Diffusion is the movement of particles (atoms, ions or molecules) from a region in which they are in higher concentration to regions of lower concentration. A good example of diffusion is food colouring. If you place a drop of red food colouring in a beaker of water eventually the entire beaker of water will have a red tint. The food colouring moved through the water until it was equally distributed throughout the beaker. Diffusion takes place along a concentration gradient. A concentration gradient exists until the diffused substance is evenly distributed.

Other everyday examples of diffusion are:

1. Sugar will diffuse through tea until the entire cup of tea is sweet. (We stir the tea to speed up the diffusion.)

2. The odour of food cooking diffuses throughout the kitchen. If you open the kitchen door it will spread into the next room.

The movement of these molecules is said to be passive. No energy is needed to be provided. The natural kinetic energy of the particles supplies the energy.

Examples of diffusion in science are:

1. Carbon dioxide entering the stomata of leaves.

2. Oxygen diffusing out of the stomata and lenticels of leaves.

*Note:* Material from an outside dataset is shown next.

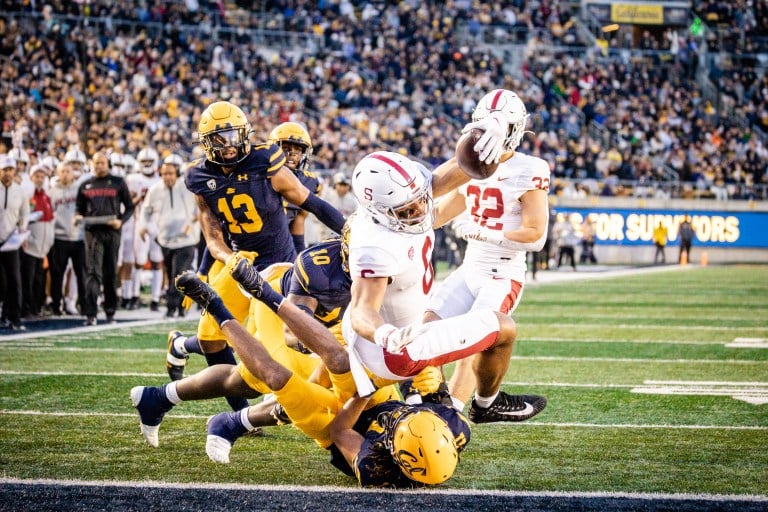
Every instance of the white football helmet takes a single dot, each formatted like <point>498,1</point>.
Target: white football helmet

This animation shows the purple molecules diffusing throughout the box:

This animation shows a graduated cylinder. Note how the bromine diffuses throughout the cylinder when the glass plate it removed:

(click the reload or F5 button to view this again)

Here the molecules move out of the liquid and into the air by diffusion:


Osmosis is a special example of diffusion. It is the diffusion of a substance through a semipermeable membrane from a more dilute solution to a more concentrated solution. This process is also passive since no external energy is needed.

A semipermeable membrane is a barrier that permits the passage of some substances but not others. Cell membranes are described as selectively permeable because not only do they allow the passage of water but also allow the passage of certain solutes (dissolved substances).

Some major examples of osmosis:

Absorption of water by plant roots.
Reabsorption of water by the proximal and distal convoluted tubules of the nephron.
Reabsorption of tissue fluid into the venule ends of the blood capillaries.
Absorption of water by the alimentary canal, stomach, small intestine and the colon.

Here is an example of particles moving through a plasma membrane:

This animation shows osmosis of particles. Note that when the particles are distributed equally on both sides of the membrane the osmosis stops:

(click the reload or F5 button to view this again)

In another example, the solute can’t fit through the membrane but the water can. The water moves through until both sides’ concentrations are equal:

Here, the concentration is the same on both side of the membrane. The water moves through the membrane from both sides at equal rates:

Osmosis and Animal Cells

The movement of liquids in and out cells is dependant on the concentration of the solution surrounding it.

There are 3 types of situations in which this could vary:

1. Isotonic: Here the external solution concentration and the internal concentration of the organism are the same.

2. Hypotonic: Here the external solution concentration is less than the concentration of the organism. In this case water will rush into the organism.

3. Hypertonic: Here the external solution concentration is greater than the concentration of the organism. In this case the water will rush out of the organism.


Osmoregulation is the means by which cells keep the concentration of cell cytoplasm or blood at a suitable concentration.


(A) Amoeba, living in freshwater, uses a contractile vacuole to expel the excess water from its cytoplasm. This was discussed in the amoeba web page which can be found on the homepage.

Paramecium, another protest, also gets rid of excess water using a vacuole:

(B) The kidneys maintain the blood at the correct concentration.


Plant cells have a cell wall that allows all materials to enter. It then has a semi-permeable membrane surrounding the cell’s cytoplasm. Plant cells are able to take in water and swell because the cell wall is strong enough to withstand the pressure within the cell. This pressure is called turgor pressure. As a result of turgor pressure the cell becomes firmer and stronger. Plant cells with the correct internal water pressure are said to be turgid. Plants with too little internal water are said to be flaccid.

A good example of this is a plant that is watered compared to a plant that is not watered. The non-watered plant will shrivel and will because it has lost its Turgor pressure.

The loss of water from a plant is called plasmolysis. The cell then become plasmolysed. The cell on the right (below) is plasmolysed. Deplasmolysis is the process by which the cell become turgid by gaining water.


Food can be preserved by causing any microorganism that comes in contact with it to become plasmolused and, therefore, shrivel and die. To do this food is placed in a high salt or sugar medium. The salt or sugar concentration is higher than the cytoplasm of bacteria or fungi. Bacteria or fungi, that contaminate the food, will lose water by osmosis and their metabolism will decline.Many will die but some bacteria may survive by forming dormant resistant endospores. Meat and fish are often preserved in salt. Fruit is commonly preserved in sugar as in jam or syrup.